Des jeunes, acteurs de leur avenir

Internet indispensable pour trouver un emploi en 2016

Le Conseil d’Orientation pour l’Emploi a publié en octobre une étude intitulée « La recherche d’emploi à l’heure du numérique ». Un sondage qui permet de prendre conscience de l’importance du numérique dans la recherche d’emploi en 2016.

Quel est l’impact du numérique dans la recherche d’emploi ? C’est la question que s’est posé le Conseil d’Orientation pour l’Emploi dans une étude réalisée* par l’institut CSA en septembre et publiée en octobre à l’occasion du colloque « Recruter à l’heure du numérique ». Un sondage important puisque, selon l’INSEE, 87% des chômeurs et 92% des actifs occupés étaient déjà internautes en 2012.

Plusieurs enseignements ressortent ainsi de cette étude. Parmi ceux-ci, il apparaît que 62% des salariés et 60% des chômeurs considèrent qu’ « aujourd’hui, sans Internet, on n’a aucune chance de trouver du travail ». L’usage du numérique dans la recherche d’emploi est désormais un passage obligé pour une majorité de salariés et de chômeurs.

Deuxième information importante, « 61% des salariés et 59% des chômeurs privilégient en premier les outils numériques pour leurs recherches ». En 2016, la recherche d’emploi s’appuie d’abord sur les outils numériques avant la prise de contact avec une agence Pôle Emploi. Cette dernière reste toutefois un point de contact privilégié pour les demandeurs.

La recherche numérique s’appuie finalement avant tout sur les sites d’emploi et notamment pole-emploi.fr. Ces sites sont en effet plus mobilisés que les réseaux sociaux (LinkedIn, Twitter, ou Viadeo essentiellement) ou les sites des entreprises.

L’étude met également en exergue un paradoxe. Si la recherche d’un emploi se fait essentiellement par des outils numériques, via internet, l’accès à l’emploi se concrétise d’abord via les relations proches de la personne en recherche. En effet, selon le rapport « les salariés ont d’abord trouvé leur emploi grâce à leurs relations personnelles et professionnelles (27%), puis grâce aux agences d’intérim / cabinets de recrutement (13%) et au site de Pôle Emploi (13%) ».

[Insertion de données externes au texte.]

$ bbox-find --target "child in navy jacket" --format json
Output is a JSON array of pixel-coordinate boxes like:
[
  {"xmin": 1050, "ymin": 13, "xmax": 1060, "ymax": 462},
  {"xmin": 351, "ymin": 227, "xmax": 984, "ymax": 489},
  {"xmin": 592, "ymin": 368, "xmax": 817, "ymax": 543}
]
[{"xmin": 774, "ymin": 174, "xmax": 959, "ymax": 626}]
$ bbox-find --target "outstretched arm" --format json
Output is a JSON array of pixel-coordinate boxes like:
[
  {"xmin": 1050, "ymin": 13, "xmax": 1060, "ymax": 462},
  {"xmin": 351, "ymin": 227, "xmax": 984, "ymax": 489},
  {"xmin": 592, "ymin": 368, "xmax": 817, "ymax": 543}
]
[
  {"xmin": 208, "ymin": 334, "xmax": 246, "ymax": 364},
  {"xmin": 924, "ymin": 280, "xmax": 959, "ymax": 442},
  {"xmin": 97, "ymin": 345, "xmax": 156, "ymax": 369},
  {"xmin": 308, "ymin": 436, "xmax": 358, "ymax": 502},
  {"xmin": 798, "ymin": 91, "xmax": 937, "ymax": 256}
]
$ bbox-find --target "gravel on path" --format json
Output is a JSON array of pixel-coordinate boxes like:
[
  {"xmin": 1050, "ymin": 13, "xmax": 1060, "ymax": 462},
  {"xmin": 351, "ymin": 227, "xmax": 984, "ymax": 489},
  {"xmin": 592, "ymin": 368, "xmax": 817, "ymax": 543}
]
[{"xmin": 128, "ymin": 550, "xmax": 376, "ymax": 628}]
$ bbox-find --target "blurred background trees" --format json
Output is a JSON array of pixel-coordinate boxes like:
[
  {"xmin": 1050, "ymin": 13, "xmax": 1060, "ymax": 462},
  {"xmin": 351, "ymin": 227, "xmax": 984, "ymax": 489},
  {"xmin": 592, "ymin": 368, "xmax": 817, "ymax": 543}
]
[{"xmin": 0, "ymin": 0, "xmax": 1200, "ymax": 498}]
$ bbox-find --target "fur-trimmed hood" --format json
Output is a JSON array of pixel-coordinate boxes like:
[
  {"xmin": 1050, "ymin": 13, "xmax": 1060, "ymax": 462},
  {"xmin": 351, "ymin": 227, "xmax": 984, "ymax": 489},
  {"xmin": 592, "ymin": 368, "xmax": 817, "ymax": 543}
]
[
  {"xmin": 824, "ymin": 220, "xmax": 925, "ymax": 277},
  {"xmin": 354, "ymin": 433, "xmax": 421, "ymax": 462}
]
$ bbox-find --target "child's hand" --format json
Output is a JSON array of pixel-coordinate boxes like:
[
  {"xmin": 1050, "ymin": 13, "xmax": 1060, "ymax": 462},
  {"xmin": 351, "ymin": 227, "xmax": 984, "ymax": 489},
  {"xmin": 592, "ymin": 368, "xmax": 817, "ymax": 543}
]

Des pratiques diverses selon les profils

A  noter toutefois que ces pratiques sont très diversifiées selon les profils. Ainsi les CSP+, et en particulier les cadres, favorisent davantage une mobilisation de leurs relations, que ce soit par leur entourage ou par les réseaux sociaux. Les moins de 30 ans, plus connectés, utilisent beaucoup plus des outils innovants pour la recherche d’un emploi : formation en ligne, coach privé en ligne, plateforme de notation d’entreprise, etc.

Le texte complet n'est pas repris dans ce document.